The strong ellipticity dependence of high-harmonic generation (HHG) in gases enables numerous experimental techniques that are nowadays routinely used, for instance, to create isolated attosecond pulses. Extending such techniques to solids requires a fundamental understanding of the microscopic mechanism of HHG. Here we use first-principles simulations within a time-dependent density-functional framework and show how intraband and interband mechanisms are strongly and differently affected by the ellipticity of the driving laser field. The complex interplay between intraband and interband effects can be used to tune and improve harmonic emission in solids. In particular, we show that the high-harmonic plateau can be extended by as much as 30% using a finite ellipticity of the driving field. We furthermore demonstrate the possibility to generate, from single circularly polarized drivers, circularly polarized harmonics.
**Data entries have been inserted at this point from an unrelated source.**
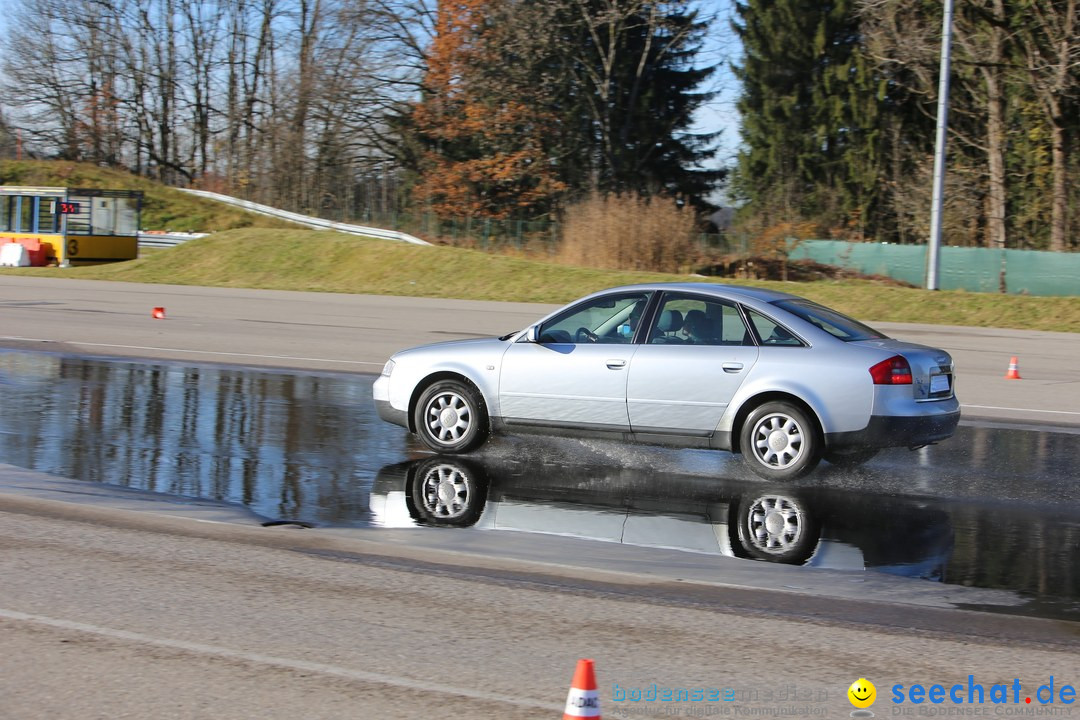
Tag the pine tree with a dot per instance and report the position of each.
(810, 111)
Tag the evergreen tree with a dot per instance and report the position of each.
(515, 119)
(811, 116)
(636, 63)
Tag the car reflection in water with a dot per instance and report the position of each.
(809, 526)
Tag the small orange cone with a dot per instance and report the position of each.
(583, 701)
(1013, 372)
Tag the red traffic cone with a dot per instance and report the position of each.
(1013, 372)
(583, 701)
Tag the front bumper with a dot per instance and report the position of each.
(387, 411)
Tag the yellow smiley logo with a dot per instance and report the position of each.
(862, 693)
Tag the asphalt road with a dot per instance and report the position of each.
(117, 606)
(356, 333)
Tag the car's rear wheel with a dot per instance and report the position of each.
(780, 442)
(774, 528)
(450, 417)
(850, 458)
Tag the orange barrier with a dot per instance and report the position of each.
(583, 700)
(1013, 372)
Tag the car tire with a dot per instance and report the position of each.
(850, 458)
(780, 442)
(445, 493)
(451, 417)
(774, 528)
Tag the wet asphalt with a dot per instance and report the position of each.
(994, 506)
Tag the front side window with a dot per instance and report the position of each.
(687, 320)
(609, 320)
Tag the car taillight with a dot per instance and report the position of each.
(893, 371)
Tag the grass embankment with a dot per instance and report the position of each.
(163, 207)
(333, 262)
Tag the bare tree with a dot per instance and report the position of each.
(1051, 45)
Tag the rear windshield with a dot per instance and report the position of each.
(834, 323)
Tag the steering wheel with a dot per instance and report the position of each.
(584, 335)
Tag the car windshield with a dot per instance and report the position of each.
(834, 323)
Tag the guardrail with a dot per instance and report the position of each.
(166, 239)
(307, 220)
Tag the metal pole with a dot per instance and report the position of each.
(935, 216)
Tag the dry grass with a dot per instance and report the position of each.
(629, 232)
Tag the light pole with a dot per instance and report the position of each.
(933, 259)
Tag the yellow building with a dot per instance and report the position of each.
(78, 226)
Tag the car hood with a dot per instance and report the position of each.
(442, 348)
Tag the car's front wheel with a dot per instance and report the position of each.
(774, 528)
(780, 442)
(450, 417)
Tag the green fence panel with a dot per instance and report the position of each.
(1035, 272)
(972, 269)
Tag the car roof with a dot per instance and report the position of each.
(718, 289)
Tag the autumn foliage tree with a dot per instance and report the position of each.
(483, 141)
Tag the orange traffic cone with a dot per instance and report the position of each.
(1013, 372)
(583, 701)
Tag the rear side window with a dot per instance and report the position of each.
(836, 324)
(771, 333)
(688, 320)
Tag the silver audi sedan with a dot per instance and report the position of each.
(782, 380)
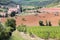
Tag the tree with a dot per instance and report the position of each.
(13, 14)
(59, 22)
(11, 23)
(41, 23)
(50, 23)
(5, 32)
(47, 23)
(6, 15)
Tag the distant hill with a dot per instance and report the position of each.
(41, 3)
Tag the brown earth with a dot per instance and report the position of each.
(33, 20)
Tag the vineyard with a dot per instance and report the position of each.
(44, 32)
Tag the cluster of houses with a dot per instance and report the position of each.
(8, 8)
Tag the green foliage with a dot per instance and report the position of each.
(5, 32)
(47, 23)
(22, 28)
(13, 14)
(11, 23)
(59, 22)
(50, 23)
(44, 31)
(41, 23)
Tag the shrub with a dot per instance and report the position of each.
(13, 14)
(11, 23)
(59, 22)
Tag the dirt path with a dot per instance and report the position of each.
(28, 37)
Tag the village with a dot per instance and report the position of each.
(9, 8)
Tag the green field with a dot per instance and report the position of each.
(16, 36)
(44, 31)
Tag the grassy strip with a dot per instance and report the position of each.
(16, 36)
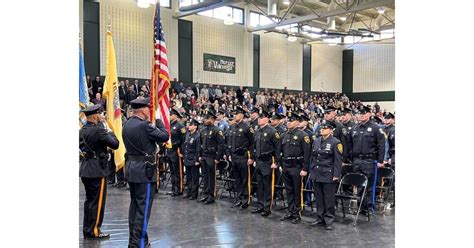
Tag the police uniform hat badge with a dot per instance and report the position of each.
(91, 110)
(140, 103)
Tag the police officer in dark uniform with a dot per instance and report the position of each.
(368, 146)
(141, 139)
(296, 149)
(389, 129)
(330, 115)
(210, 152)
(93, 143)
(326, 164)
(191, 145)
(348, 125)
(254, 118)
(304, 127)
(267, 143)
(174, 154)
(276, 123)
(241, 137)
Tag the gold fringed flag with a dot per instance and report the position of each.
(111, 96)
(160, 81)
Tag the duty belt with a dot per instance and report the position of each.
(265, 157)
(367, 156)
(136, 158)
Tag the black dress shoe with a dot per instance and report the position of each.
(244, 206)
(101, 236)
(296, 220)
(286, 217)
(265, 213)
(317, 223)
(257, 210)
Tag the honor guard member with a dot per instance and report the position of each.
(348, 125)
(141, 139)
(330, 115)
(254, 117)
(267, 143)
(368, 146)
(210, 152)
(221, 123)
(241, 137)
(191, 145)
(326, 165)
(296, 148)
(304, 123)
(389, 120)
(304, 127)
(93, 143)
(276, 123)
(174, 154)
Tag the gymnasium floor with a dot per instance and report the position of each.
(182, 222)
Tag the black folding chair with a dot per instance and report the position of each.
(384, 187)
(353, 187)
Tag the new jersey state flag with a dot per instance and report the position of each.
(111, 96)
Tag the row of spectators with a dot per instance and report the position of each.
(194, 97)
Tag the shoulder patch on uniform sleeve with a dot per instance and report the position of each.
(384, 134)
(339, 148)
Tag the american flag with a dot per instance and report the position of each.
(160, 82)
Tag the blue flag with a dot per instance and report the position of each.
(83, 93)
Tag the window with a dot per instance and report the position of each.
(257, 19)
(221, 13)
(165, 3)
(183, 3)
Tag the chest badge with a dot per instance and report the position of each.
(328, 147)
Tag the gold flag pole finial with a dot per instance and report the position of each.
(108, 24)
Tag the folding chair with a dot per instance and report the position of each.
(384, 187)
(350, 188)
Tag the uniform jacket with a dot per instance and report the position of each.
(295, 143)
(368, 139)
(267, 144)
(326, 159)
(191, 145)
(94, 140)
(241, 139)
(141, 138)
(390, 132)
(212, 142)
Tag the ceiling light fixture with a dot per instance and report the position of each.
(292, 38)
(229, 20)
(143, 3)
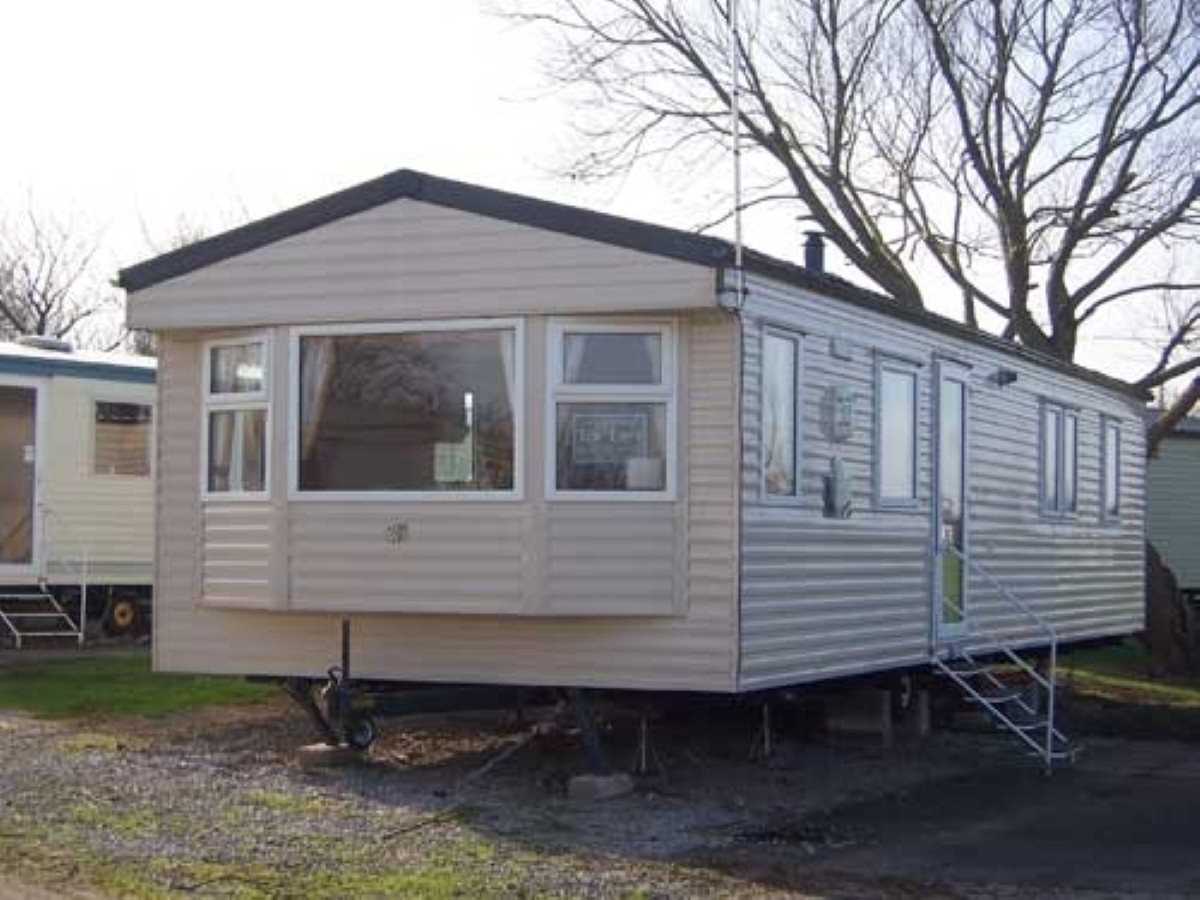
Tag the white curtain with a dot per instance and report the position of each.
(317, 357)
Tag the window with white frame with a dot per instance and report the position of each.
(780, 414)
(120, 443)
(897, 400)
(612, 407)
(424, 408)
(1110, 469)
(1060, 447)
(237, 409)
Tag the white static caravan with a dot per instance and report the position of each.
(522, 443)
(76, 486)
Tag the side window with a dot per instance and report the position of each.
(897, 391)
(121, 438)
(1110, 469)
(612, 406)
(780, 414)
(1060, 453)
(237, 411)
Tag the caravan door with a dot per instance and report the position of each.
(19, 403)
(951, 511)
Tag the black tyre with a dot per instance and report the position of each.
(123, 616)
(361, 732)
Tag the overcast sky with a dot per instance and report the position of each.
(130, 117)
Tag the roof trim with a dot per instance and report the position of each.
(409, 184)
(39, 367)
(589, 225)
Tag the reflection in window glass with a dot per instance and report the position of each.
(779, 372)
(121, 439)
(611, 447)
(235, 369)
(898, 435)
(618, 358)
(238, 450)
(421, 411)
(1111, 469)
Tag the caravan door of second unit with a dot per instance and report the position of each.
(951, 611)
(18, 478)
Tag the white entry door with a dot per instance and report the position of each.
(951, 509)
(19, 405)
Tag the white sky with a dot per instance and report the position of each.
(129, 117)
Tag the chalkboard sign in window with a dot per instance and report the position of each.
(613, 395)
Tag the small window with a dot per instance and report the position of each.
(895, 427)
(237, 443)
(1060, 444)
(612, 396)
(417, 411)
(780, 419)
(1110, 486)
(121, 438)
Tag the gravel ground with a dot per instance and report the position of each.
(215, 804)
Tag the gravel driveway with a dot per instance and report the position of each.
(214, 804)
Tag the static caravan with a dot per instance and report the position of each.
(515, 442)
(1173, 503)
(76, 489)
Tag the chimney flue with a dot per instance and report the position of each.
(814, 252)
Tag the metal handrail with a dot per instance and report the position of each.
(81, 568)
(1049, 681)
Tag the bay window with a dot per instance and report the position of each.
(237, 414)
(413, 409)
(612, 408)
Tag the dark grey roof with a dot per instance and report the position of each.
(631, 234)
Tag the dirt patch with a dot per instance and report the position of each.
(213, 803)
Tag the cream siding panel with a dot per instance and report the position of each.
(105, 519)
(1173, 489)
(528, 592)
(412, 259)
(825, 598)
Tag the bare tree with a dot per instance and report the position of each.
(47, 280)
(1039, 155)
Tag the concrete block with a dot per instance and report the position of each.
(863, 712)
(323, 756)
(593, 789)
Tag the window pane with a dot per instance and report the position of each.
(1050, 419)
(1111, 469)
(1069, 431)
(594, 358)
(237, 369)
(779, 415)
(898, 435)
(408, 412)
(238, 450)
(121, 439)
(612, 447)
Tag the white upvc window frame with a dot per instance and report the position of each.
(1107, 425)
(1062, 413)
(213, 402)
(797, 341)
(897, 365)
(396, 328)
(125, 400)
(561, 391)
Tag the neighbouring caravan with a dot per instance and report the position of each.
(76, 489)
(520, 443)
(1173, 504)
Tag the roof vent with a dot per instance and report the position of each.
(45, 342)
(814, 252)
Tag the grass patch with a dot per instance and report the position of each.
(117, 687)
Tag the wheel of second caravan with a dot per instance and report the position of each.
(121, 616)
(361, 732)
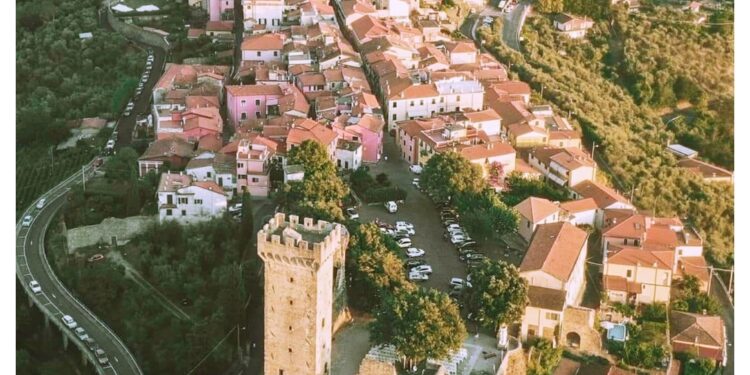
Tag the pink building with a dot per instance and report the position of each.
(367, 130)
(252, 168)
(217, 8)
(252, 102)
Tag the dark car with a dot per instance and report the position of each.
(413, 263)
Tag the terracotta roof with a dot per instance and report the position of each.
(546, 298)
(695, 266)
(630, 256)
(603, 195)
(487, 115)
(174, 146)
(307, 129)
(536, 209)
(581, 205)
(554, 249)
(693, 328)
(263, 42)
(219, 26)
(253, 90)
(621, 284)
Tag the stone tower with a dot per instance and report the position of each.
(299, 260)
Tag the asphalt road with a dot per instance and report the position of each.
(55, 300)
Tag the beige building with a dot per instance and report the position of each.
(554, 266)
(299, 261)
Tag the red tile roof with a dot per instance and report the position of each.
(554, 249)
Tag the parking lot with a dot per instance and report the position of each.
(419, 210)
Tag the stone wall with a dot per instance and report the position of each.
(136, 33)
(123, 229)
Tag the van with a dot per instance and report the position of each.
(391, 206)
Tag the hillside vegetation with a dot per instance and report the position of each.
(631, 136)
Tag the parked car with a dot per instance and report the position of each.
(35, 287)
(414, 252)
(81, 333)
(391, 207)
(91, 344)
(410, 263)
(408, 229)
(69, 321)
(101, 357)
(403, 243)
(466, 244)
(457, 281)
(423, 269)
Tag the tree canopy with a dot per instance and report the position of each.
(498, 294)
(420, 324)
(449, 173)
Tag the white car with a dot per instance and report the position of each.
(81, 333)
(413, 252)
(35, 287)
(457, 239)
(402, 227)
(391, 206)
(404, 243)
(422, 269)
(69, 321)
(457, 281)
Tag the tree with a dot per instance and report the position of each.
(319, 195)
(498, 295)
(484, 213)
(420, 324)
(246, 225)
(549, 6)
(449, 173)
(543, 357)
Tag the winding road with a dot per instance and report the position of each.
(55, 300)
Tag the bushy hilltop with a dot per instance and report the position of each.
(576, 77)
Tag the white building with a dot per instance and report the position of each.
(264, 47)
(348, 154)
(187, 201)
(427, 100)
(268, 13)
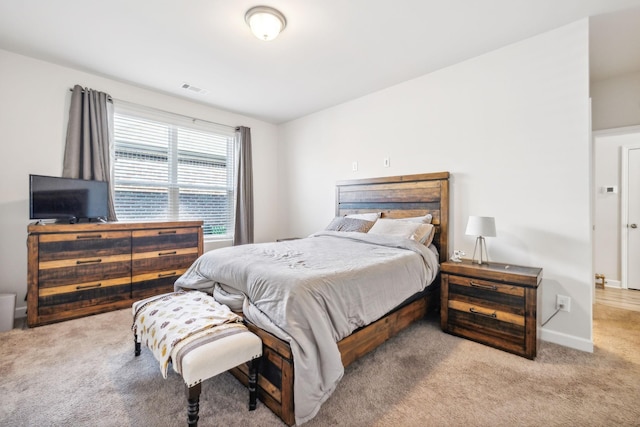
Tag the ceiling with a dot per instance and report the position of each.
(332, 51)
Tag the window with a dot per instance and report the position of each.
(169, 167)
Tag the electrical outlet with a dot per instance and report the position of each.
(563, 303)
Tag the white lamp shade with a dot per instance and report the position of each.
(265, 23)
(481, 226)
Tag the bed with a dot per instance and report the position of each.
(311, 300)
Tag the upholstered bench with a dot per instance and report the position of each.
(199, 337)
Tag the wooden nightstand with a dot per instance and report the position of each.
(494, 304)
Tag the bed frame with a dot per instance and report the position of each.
(396, 197)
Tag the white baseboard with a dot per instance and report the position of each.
(612, 284)
(567, 340)
(20, 312)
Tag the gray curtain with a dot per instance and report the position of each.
(89, 133)
(244, 186)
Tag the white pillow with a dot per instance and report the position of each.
(422, 219)
(394, 227)
(424, 234)
(373, 216)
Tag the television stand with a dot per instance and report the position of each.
(75, 270)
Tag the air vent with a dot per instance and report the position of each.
(194, 89)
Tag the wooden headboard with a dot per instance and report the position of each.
(400, 197)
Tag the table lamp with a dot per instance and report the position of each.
(481, 227)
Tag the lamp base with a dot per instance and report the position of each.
(480, 248)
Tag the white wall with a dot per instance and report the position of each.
(511, 126)
(615, 111)
(616, 101)
(33, 117)
(607, 172)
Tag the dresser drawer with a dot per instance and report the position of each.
(53, 247)
(164, 239)
(161, 256)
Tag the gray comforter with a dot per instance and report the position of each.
(313, 292)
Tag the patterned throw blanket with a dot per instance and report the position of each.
(180, 318)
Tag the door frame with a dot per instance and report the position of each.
(624, 211)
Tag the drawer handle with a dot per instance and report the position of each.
(173, 273)
(89, 236)
(492, 315)
(481, 286)
(167, 253)
(97, 285)
(88, 261)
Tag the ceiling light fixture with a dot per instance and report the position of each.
(265, 22)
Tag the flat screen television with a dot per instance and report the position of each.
(67, 199)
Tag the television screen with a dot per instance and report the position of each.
(67, 198)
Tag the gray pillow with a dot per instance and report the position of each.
(341, 223)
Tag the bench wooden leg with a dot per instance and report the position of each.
(253, 382)
(136, 350)
(193, 404)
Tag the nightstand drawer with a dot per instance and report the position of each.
(493, 304)
(505, 335)
(505, 299)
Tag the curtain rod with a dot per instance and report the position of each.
(111, 99)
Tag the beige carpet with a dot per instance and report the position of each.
(83, 373)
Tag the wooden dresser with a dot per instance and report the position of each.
(494, 304)
(75, 270)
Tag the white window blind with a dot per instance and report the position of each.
(169, 167)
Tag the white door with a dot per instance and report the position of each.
(633, 219)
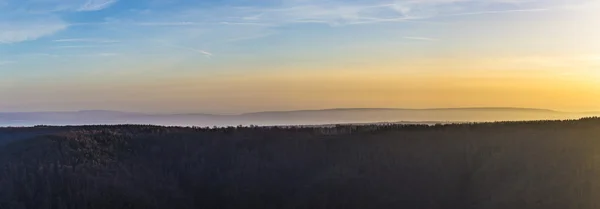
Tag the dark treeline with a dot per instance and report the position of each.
(537, 164)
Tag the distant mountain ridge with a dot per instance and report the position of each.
(297, 117)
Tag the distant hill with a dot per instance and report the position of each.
(300, 117)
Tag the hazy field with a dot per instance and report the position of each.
(492, 165)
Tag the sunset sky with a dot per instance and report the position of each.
(233, 56)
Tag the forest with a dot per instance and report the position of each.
(519, 165)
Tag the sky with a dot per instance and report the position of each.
(235, 56)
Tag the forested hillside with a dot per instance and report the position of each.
(542, 164)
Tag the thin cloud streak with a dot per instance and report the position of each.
(420, 38)
(96, 5)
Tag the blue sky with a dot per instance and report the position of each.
(51, 47)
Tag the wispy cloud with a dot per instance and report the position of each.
(165, 23)
(418, 38)
(500, 12)
(6, 62)
(28, 30)
(86, 40)
(200, 51)
(95, 5)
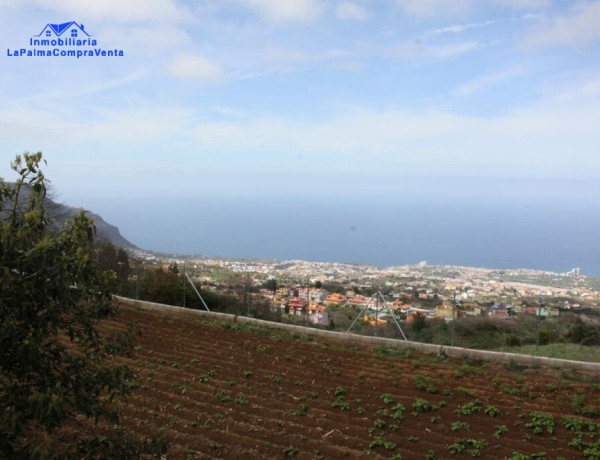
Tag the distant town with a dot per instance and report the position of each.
(310, 289)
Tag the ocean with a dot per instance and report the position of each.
(471, 226)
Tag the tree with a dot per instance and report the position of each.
(54, 363)
(270, 284)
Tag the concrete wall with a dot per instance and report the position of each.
(377, 341)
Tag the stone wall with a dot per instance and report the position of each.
(378, 341)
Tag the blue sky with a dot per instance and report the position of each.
(242, 97)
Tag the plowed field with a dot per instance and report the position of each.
(225, 391)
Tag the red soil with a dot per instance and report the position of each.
(225, 392)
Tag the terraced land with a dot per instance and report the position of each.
(221, 390)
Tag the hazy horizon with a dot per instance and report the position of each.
(464, 105)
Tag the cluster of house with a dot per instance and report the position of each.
(315, 304)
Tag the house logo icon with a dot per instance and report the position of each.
(65, 30)
(67, 39)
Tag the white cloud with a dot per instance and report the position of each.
(458, 28)
(421, 51)
(580, 28)
(285, 10)
(118, 10)
(349, 10)
(524, 4)
(486, 81)
(435, 8)
(193, 67)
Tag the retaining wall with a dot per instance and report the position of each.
(458, 352)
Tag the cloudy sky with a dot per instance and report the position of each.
(283, 96)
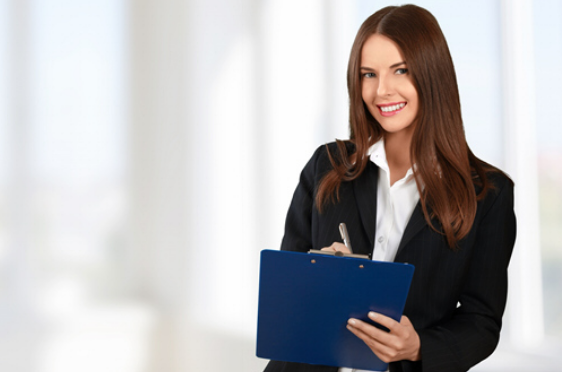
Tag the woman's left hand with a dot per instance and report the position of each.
(401, 343)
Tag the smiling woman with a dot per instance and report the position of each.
(410, 190)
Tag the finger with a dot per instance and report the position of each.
(385, 353)
(371, 331)
(340, 247)
(385, 321)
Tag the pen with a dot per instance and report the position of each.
(345, 237)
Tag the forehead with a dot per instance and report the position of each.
(380, 51)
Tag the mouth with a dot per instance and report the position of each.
(392, 109)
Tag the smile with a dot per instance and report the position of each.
(392, 109)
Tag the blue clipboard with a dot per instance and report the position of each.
(306, 299)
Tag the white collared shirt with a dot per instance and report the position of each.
(395, 205)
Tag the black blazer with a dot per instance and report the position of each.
(457, 297)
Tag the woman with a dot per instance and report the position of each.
(410, 190)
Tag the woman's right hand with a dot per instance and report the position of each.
(337, 246)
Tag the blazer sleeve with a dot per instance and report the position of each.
(472, 333)
(298, 224)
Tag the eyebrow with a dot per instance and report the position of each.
(393, 66)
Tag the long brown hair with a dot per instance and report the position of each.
(445, 165)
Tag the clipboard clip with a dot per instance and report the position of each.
(340, 254)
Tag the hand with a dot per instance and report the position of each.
(336, 246)
(401, 343)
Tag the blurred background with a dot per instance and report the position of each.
(149, 150)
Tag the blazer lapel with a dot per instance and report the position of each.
(416, 223)
(365, 189)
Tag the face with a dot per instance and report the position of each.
(387, 87)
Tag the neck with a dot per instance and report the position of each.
(397, 148)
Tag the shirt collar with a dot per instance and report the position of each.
(377, 154)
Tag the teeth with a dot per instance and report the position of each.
(393, 107)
Our work shows that ellipticity provides an additional knob to experimentally optimize HHG in solids.

Suggested Citation

  • Nicolas Tancogne-Dejean & Oliver D. Mücke & Franz X. Kärtner & Angel Rubio, 2017. "Ellipticity dependence of high-harmonic generation in solids originating from coupled intraband and interband dynamics," Nature Communications, Nature, vol. 8(1), pages 1-10, December.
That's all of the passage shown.